The revised manuscript keeps getting better, but I still see room for improvement. Two more comments below:
- Table 1, although the advantages and disadvantages of the electronic nose in food analysis are described, I believe that the authors did not take into account two great works that summarize the use of the electronic nose in food analysis:
a.) Electronic noses: Powerful tools in meat quality assessment, Meat Science, 131 (2017), pp. 119-131
b.) Applications of electronic noses and tongues in food analysis, International Journal of Food Science and Technology, 39 (6) (2004), pp. 587-604.
- I believe that in chapter 2.1.2. you need to add information on the detection limits of sensors: MQ136, MQ 137, MQ 138, TGS2612, TGS822 and TGS2600
Author Response
Comments:
- Table 1, although the advantages and disadvantages of the electronic nose in food analysis are described, I believe that the authors did not take into account two great works that summarize the use of the electronic nose in food analysis:
a.) Electronic noses: Powerful tools in meat quality assessment, Meat Science, 131 (2017), pp. 119-131
b.) Applications of electronic noses and tongues in food analysis, International Journal of Food Science and Technology, 39 (6) (2004), pp. 587-604.
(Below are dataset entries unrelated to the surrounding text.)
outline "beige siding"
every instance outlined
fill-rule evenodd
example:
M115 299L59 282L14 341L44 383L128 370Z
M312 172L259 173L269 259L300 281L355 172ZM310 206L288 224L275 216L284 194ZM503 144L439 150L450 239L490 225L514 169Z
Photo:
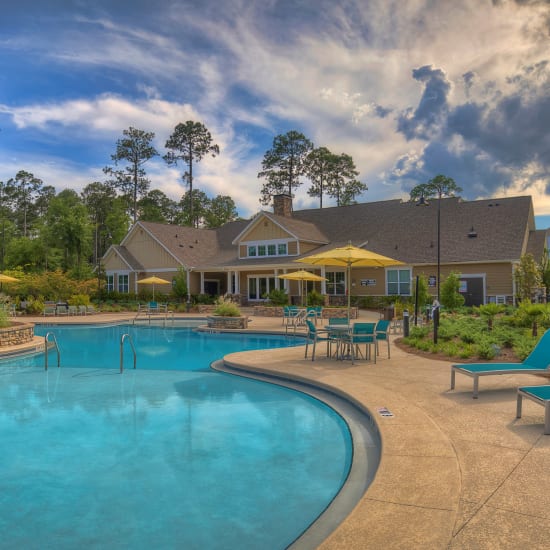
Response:
M239 252L239 257L240 258L246 258L248 256L248 248L245 244L241 244L239 246L239 250L240 250L240 252Z
M326 267L327 271L339 270L341 268ZM361 286L361 281L372 280L376 284ZM355 284L354 284L355 283ZM361 267L351 270L351 295L352 296L383 296L386 294L386 271L384 268Z
M128 265L123 262L118 254L111 254L104 263L103 268L106 271L128 270Z
M251 228L250 231L245 233L241 238L241 241L269 241L272 239L289 239L291 236L287 231L275 225L271 220L267 218L260 220L258 224Z
M296 254L298 254L298 243L296 241L290 241L287 250L289 256L296 256Z
M128 251L144 267L176 267L178 263L159 243L138 228L126 241Z
M491 263L491 264L463 264L453 266L441 266L441 280L452 271L461 275L485 275L485 291L487 296L511 296L513 293L512 265L510 263ZM428 266L415 269L413 277L416 275L437 275L437 266ZM431 289L430 289L431 290ZM435 289L433 290L435 292Z

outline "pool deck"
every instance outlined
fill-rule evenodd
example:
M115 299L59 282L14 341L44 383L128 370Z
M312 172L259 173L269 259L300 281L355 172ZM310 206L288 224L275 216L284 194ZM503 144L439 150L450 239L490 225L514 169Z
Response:
M115 322L135 314L25 317L37 323ZM377 315L360 312L361 320ZM185 316L180 316L185 317ZM189 317L193 317L190 315ZM197 317L195 315L194 317ZM249 330L280 331L280 318L251 317ZM321 348L320 348L321 349ZM234 353L250 371L307 379L365 406L382 437L376 478L347 519L320 546L365 548L516 549L550 547L550 436L544 408L516 389L548 379L483 377L479 399L460 374L450 391L451 362L381 346L376 364L304 359L303 347ZM387 408L393 416L382 416Z

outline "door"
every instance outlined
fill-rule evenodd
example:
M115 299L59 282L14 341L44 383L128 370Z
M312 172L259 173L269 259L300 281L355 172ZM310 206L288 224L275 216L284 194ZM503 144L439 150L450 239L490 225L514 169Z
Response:
M460 294L465 306L480 306L485 303L483 277L460 277Z

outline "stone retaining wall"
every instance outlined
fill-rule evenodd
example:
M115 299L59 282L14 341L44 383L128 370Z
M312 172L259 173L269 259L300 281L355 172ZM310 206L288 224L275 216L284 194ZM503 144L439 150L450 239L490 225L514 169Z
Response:
M248 328L248 317L222 317L213 315L207 317L208 328L237 330Z
M27 344L33 338L34 323L12 321L11 326L0 328L0 348Z

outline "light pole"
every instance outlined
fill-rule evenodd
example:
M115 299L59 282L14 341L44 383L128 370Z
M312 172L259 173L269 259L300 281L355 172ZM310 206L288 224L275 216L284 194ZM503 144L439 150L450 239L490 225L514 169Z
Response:
M437 299L435 300L432 308L432 319L434 324L434 344L437 344L437 332L439 328L439 289L441 286L441 193L442 190L437 190ZM421 195L416 206L429 206L430 203Z

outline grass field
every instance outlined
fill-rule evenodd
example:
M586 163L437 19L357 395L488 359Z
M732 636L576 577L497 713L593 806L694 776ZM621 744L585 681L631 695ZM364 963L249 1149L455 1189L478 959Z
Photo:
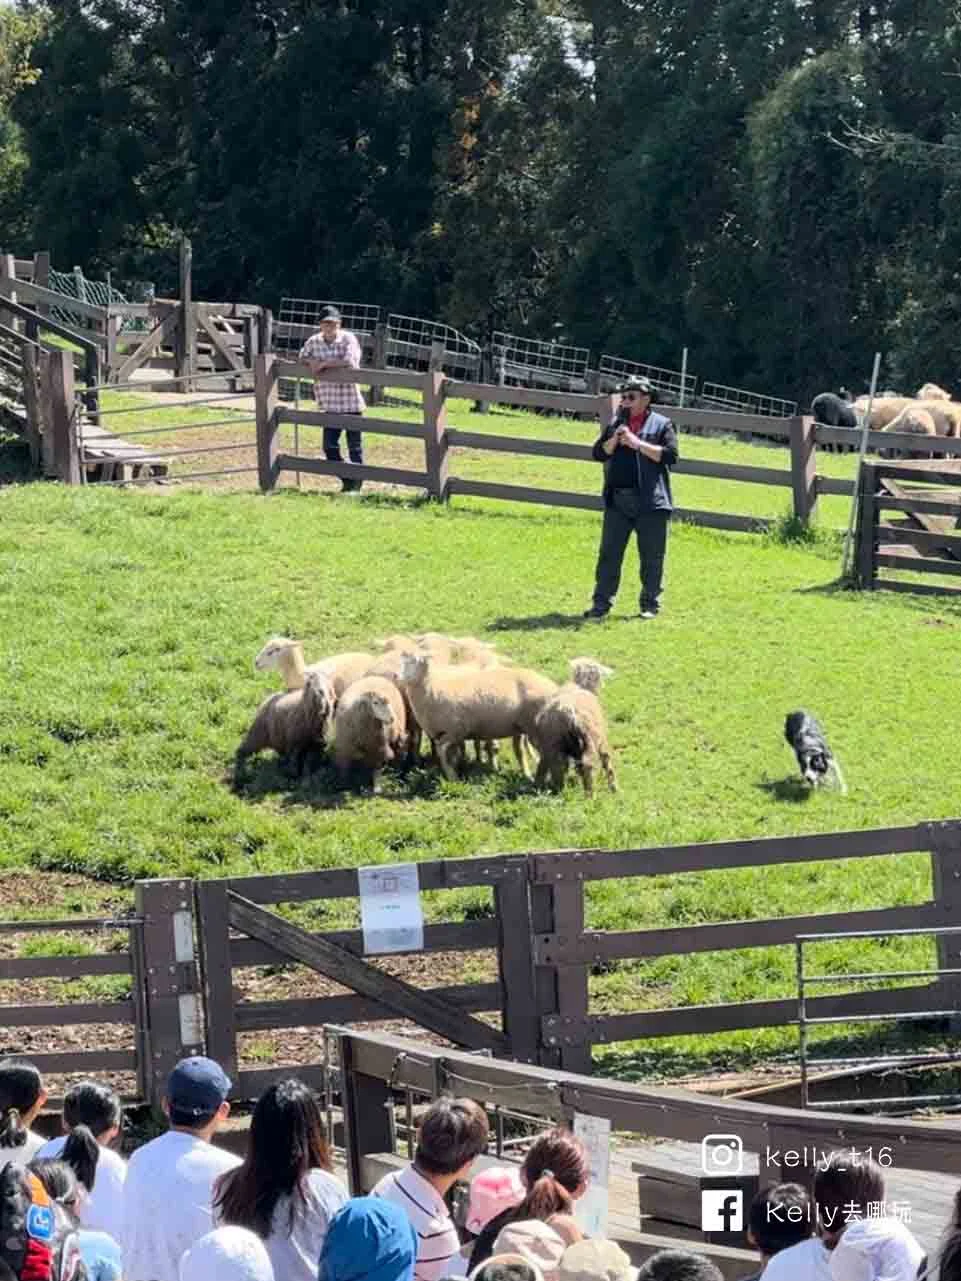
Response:
M185 412L212 411L169 411ZM472 416L471 426L500 430L508 417ZM590 434L587 424L522 417L527 434ZM783 465L782 454L747 444L682 443L689 455ZM375 443L372 460L397 444ZM572 476L588 491L597 484L578 464L465 461L485 476L556 483L557 468L564 484ZM850 468L848 458L827 461L836 474ZM694 477L677 478L676 490L686 506L741 511L750 510L744 495L760 494L768 507L757 514L772 515L783 514L789 492ZM843 515L843 500L834 501ZM829 538L800 546L679 525L664 614L637 620L630 552L615 616L585 627L598 524L592 513L467 499L441 508L383 494L0 489L0 870L126 882L831 831L961 812L945 702L956 606L839 590ZM561 797L538 795L506 760L498 774L460 783L418 769L390 779L377 799L336 792L323 771L291 784L265 760L242 794L231 790L234 748L275 687L251 661L267 636L299 636L313 658L421 628L490 637L557 678L575 655L610 664L605 703L621 792L587 801L571 784ZM826 722L846 798L808 798L791 782L781 727L800 705ZM923 855L669 872L667 860L663 877L595 886L590 923L696 924L930 895ZM484 900L481 891L448 894L443 910ZM338 905L313 919L344 922L352 910ZM438 902L428 910L439 919ZM895 955L922 961L928 944L832 947L823 959L870 968L880 958L891 968ZM592 993L599 1012L788 996L793 953L622 963L593 978ZM756 1059L794 1040L774 1030L617 1053L621 1068L649 1073Z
Response: Thank you for the comments. We have added summary and references based on these two great work. Please see page 2.
Comments:
I believe that in chapter 2.1.2. you need to add information on the detection limits of sensors: MQ136, MQ 137, MQ 138, TGS2612, TGS822 and TGS2600.
Response: Thank you for the comments. We have added the related information of sensors. Please see page 4, line 94-102.
Reviewer 2 Report
In my opinion no real efforts were made to make the article more effective - in practice the information was communicated in the same way as the previous version. The length of the article has not really been reduced (in my opinion the length should be halved, also removing irrelevant tables and figures that have been kept instead).
Author Response
Comments: In my opinion no real efforts were made to make the article more effective - in practice the information was communicated in the same way as the previous version. The length of the article has not really been reduced (in my opinion the length should be halved, also removing irrelevant tables and figures that have been kept instead).
Response: Thank you for the comments. We have reduced the text and removed irrelevant tables and figures. Please see the revised manuscript.